Channel 4: Monday 15-Thursday 18 July, 10pm

Story: Four seemingly unconnected stories about people at crunch moments in their lives, including single-mum Carol, whose sons are wanted by the police, and illegal immigrant Ying…

HATS OFF TO CHANNEL 4 for steering clear of the period dramas and cop procedurals we see so much of on the other sides.

Last year they gave us the thought-provoking Murder: Joint Enterprise (which will return), earlier this year we had the jaunty but not entirely successful Utopia. Now C4 is stripping this new rough-edged, four-part drama through the week.

Olivia Colman

Outside of Jimmy McGovern, most TV dramas steer clear of working-class life these days. Run, however, is an honest attempt to bring talented established stars and newcomers together to tell four linking tales that take a walk on the poverty-stricken side of Britain that goes on all around us.

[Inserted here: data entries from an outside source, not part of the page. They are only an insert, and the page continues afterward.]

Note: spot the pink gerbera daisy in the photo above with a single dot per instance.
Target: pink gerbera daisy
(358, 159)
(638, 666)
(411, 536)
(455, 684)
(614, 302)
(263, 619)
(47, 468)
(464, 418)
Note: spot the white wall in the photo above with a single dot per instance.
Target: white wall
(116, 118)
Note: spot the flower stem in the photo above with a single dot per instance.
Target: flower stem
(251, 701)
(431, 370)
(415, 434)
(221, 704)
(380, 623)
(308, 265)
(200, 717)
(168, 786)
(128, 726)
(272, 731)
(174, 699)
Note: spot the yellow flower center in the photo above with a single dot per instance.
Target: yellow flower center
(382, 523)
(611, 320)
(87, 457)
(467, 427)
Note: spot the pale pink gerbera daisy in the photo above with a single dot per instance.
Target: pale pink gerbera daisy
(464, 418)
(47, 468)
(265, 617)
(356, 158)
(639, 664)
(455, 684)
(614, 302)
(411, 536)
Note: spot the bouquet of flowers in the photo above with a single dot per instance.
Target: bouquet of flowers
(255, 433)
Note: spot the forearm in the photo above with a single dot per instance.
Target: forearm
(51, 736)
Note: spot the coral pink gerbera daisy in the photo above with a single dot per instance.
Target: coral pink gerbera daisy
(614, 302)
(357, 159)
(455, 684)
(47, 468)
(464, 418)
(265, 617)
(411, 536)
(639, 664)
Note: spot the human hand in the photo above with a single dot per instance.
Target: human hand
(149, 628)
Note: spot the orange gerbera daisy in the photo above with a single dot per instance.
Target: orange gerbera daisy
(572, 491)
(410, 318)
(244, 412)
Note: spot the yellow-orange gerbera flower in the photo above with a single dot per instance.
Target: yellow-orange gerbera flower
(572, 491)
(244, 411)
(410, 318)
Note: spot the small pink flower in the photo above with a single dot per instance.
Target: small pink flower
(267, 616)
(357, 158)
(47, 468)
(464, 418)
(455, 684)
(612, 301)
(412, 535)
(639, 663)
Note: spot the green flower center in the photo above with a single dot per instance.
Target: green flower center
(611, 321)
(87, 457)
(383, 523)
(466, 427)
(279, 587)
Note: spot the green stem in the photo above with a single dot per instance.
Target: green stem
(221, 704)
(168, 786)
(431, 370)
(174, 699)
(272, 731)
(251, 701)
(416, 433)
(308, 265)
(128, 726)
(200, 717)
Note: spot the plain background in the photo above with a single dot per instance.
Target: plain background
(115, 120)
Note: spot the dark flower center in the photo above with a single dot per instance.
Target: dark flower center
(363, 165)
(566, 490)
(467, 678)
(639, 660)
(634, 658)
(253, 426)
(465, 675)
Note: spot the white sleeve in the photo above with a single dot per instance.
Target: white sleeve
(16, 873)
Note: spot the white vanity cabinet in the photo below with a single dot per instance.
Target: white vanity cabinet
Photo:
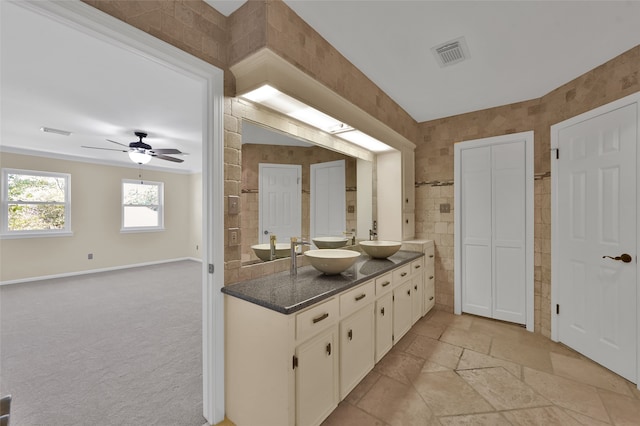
(417, 285)
(402, 304)
(293, 369)
(429, 278)
(356, 348)
(316, 373)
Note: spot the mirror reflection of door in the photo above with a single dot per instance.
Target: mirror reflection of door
(328, 199)
(280, 211)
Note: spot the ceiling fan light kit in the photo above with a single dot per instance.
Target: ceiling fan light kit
(141, 152)
(139, 157)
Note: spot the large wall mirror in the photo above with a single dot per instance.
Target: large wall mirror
(278, 172)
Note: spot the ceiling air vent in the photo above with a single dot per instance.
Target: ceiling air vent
(451, 52)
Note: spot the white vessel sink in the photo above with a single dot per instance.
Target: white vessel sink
(380, 249)
(332, 261)
(263, 251)
(329, 242)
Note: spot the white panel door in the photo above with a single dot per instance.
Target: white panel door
(476, 231)
(493, 203)
(509, 232)
(597, 217)
(328, 216)
(280, 201)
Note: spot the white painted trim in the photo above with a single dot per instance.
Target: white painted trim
(95, 271)
(529, 221)
(95, 23)
(555, 131)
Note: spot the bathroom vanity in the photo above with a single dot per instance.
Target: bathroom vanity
(297, 345)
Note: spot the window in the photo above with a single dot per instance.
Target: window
(35, 204)
(142, 206)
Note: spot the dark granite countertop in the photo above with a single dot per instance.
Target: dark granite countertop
(286, 294)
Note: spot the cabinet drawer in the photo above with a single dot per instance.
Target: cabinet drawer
(417, 266)
(401, 274)
(316, 319)
(383, 284)
(356, 298)
(429, 256)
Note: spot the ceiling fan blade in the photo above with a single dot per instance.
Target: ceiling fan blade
(166, 151)
(166, 157)
(118, 143)
(106, 149)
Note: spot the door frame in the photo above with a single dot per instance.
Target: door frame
(555, 206)
(261, 167)
(313, 195)
(528, 138)
(96, 23)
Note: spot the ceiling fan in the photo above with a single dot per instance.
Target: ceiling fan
(141, 152)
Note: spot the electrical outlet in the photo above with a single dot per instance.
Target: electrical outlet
(234, 236)
(233, 206)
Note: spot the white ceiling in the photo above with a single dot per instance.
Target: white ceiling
(56, 76)
(519, 50)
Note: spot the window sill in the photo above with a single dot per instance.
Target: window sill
(34, 234)
(138, 230)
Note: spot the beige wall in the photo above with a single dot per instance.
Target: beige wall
(254, 154)
(96, 221)
(434, 165)
(196, 28)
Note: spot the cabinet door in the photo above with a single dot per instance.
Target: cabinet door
(316, 378)
(384, 325)
(417, 297)
(401, 310)
(356, 348)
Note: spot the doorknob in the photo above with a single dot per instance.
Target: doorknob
(623, 257)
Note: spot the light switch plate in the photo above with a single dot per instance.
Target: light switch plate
(233, 206)
(234, 236)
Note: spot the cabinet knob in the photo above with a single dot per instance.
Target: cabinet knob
(321, 317)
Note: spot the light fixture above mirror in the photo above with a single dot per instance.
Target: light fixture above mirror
(271, 97)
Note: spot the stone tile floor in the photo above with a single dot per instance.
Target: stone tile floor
(466, 370)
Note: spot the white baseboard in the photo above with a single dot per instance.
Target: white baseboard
(93, 271)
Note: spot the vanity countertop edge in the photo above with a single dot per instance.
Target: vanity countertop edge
(288, 294)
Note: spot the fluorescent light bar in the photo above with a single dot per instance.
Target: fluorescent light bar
(365, 141)
(56, 131)
(272, 98)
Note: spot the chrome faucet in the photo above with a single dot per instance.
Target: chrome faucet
(272, 246)
(351, 235)
(294, 259)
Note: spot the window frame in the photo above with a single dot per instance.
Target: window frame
(5, 233)
(135, 229)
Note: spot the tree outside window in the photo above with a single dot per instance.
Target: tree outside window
(142, 205)
(35, 202)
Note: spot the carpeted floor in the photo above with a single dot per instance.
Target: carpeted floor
(112, 348)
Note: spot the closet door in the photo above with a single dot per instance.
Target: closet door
(493, 204)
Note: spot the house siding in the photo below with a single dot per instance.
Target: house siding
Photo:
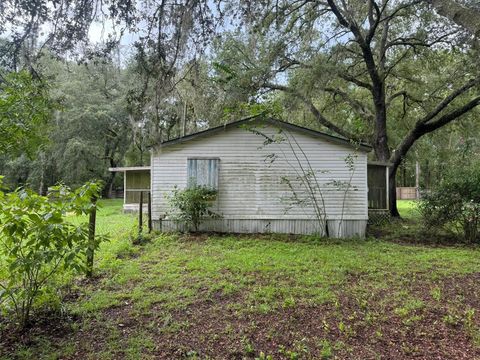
(251, 194)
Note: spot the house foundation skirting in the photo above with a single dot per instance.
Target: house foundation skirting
(337, 228)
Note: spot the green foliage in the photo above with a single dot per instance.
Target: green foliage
(25, 108)
(37, 243)
(455, 203)
(192, 205)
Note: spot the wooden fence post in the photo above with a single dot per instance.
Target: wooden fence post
(140, 213)
(91, 237)
(149, 211)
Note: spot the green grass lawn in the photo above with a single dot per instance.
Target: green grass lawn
(264, 297)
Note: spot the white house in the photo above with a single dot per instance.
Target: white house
(271, 176)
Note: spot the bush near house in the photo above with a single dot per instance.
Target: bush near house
(454, 204)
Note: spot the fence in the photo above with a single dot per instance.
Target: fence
(407, 193)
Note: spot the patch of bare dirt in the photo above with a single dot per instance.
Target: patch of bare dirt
(357, 326)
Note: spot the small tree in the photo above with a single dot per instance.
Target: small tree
(454, 204)
(37, 242)
(192, 205)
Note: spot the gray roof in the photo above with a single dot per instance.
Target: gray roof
(271, 121)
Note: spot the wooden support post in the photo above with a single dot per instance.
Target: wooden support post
(91, 237)
(149, 211)
(140, 213)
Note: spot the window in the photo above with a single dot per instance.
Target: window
(203, 172)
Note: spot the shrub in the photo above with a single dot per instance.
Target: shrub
(192, 205)
(37, 243)
(454, 203)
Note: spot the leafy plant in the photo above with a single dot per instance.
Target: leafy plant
(37, 242)
(192, 205)
(454, 203)
(25, 108)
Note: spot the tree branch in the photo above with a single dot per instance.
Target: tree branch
(449, 99)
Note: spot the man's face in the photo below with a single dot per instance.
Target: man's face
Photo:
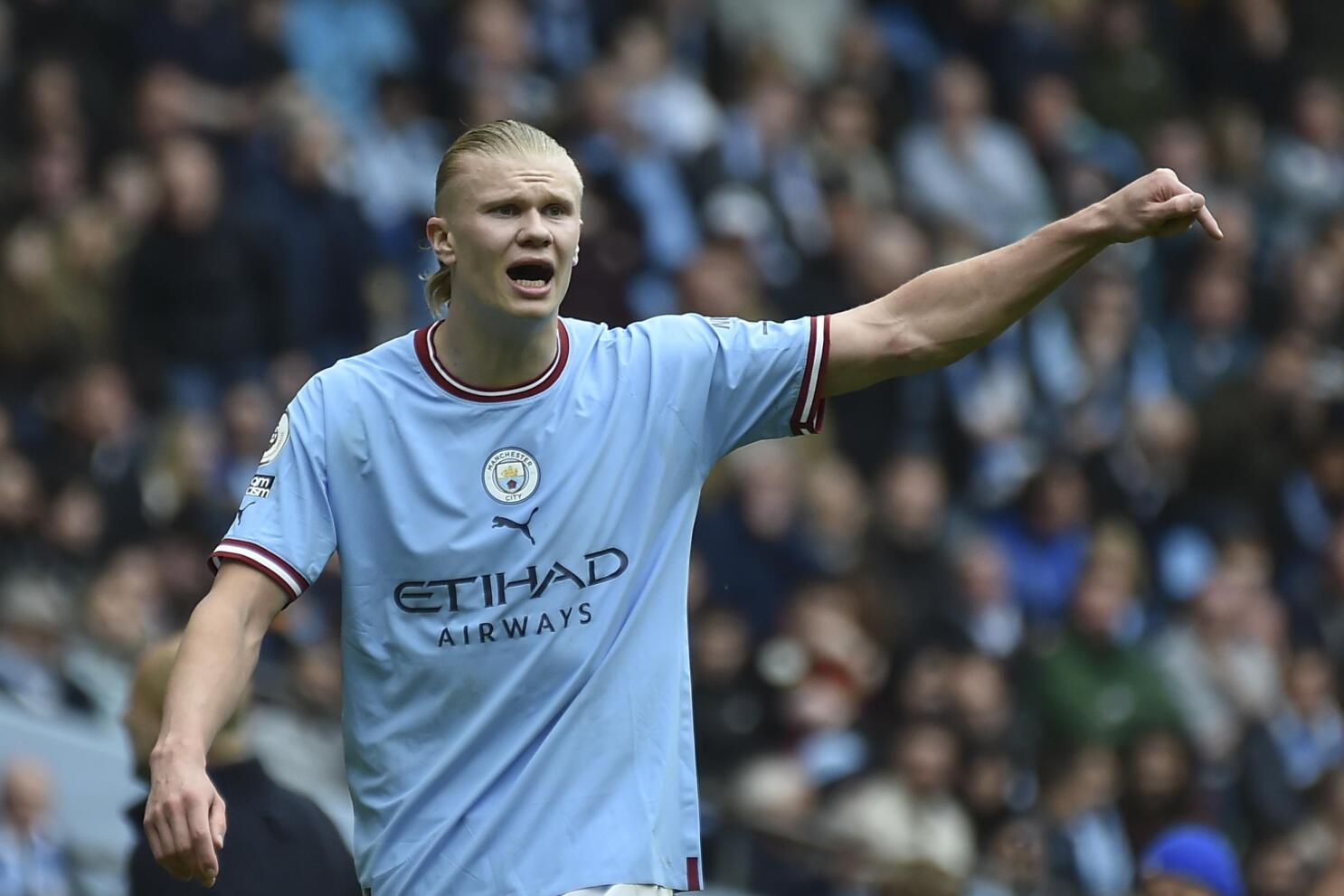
(509, 231)
(1167, 885)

Olivia Colman ditches that nice detective persona from Broadchurch to play a foul-mouthed single mum, bringing up two teenage boys who have few redeeming features. Dean batters his girlfriend Tracey, while Terry tags along.

Carol herself is the kind of woman who is vilified in the media these days for not being middle-class enough. She is coarse, ignores Dean giving Trace a ‘slap’ and nicks stuff from the warehouse where she works. She lives on an estate, is separated from her psycho boyfriend, played sublimely by Neil Maskell, and is fighting to hold her life of tears and fags together.

Carol discovers her sons’ secret

It is while Dean is dragging Trace around by the hair in a car park that a passerby sees him, and carries on passing by. Being a nutter, Dean wants to know what the stranger is looking at, before joining forces with his brother to beat the man to death. Downton Abbey it ain’t.

Carol has an inkling that something’s wrong when she finds the boys’ bloody clothes in the laundry. When she suggests to their father they should tell the police it was an accident, Kieran – whose normal mode of communication is with his fists – punches her.

Run is created and written by newcomers Marlon Smith and Daniel Fajemisin-Duncan and succeeds in

getting us to see the world through Carol’s eyes. It’s brutal, and the language will make your eyes water at times. But for all its bleakness, it finds the traces of humanity that still bind people together despite their poverty and lack of opportunities.

Part two follows up with Ying’s story. We’ve seen her buying stolen goods from Carol, but learn that Ying (Katie Leung) is an illegal immigrant facing a painful future in debt to a Snakehead gang. Wednesday’s story is about struggling heroin addict Richard (Lennie James), and Thursday’s about Kasia (Katharina Schuttler), a Polish woman in London who is struggling to make a living while contending with her gambling-addict boyfriend.

Hard-hitting and affecting, the stories are well-acted and refreshingly frank.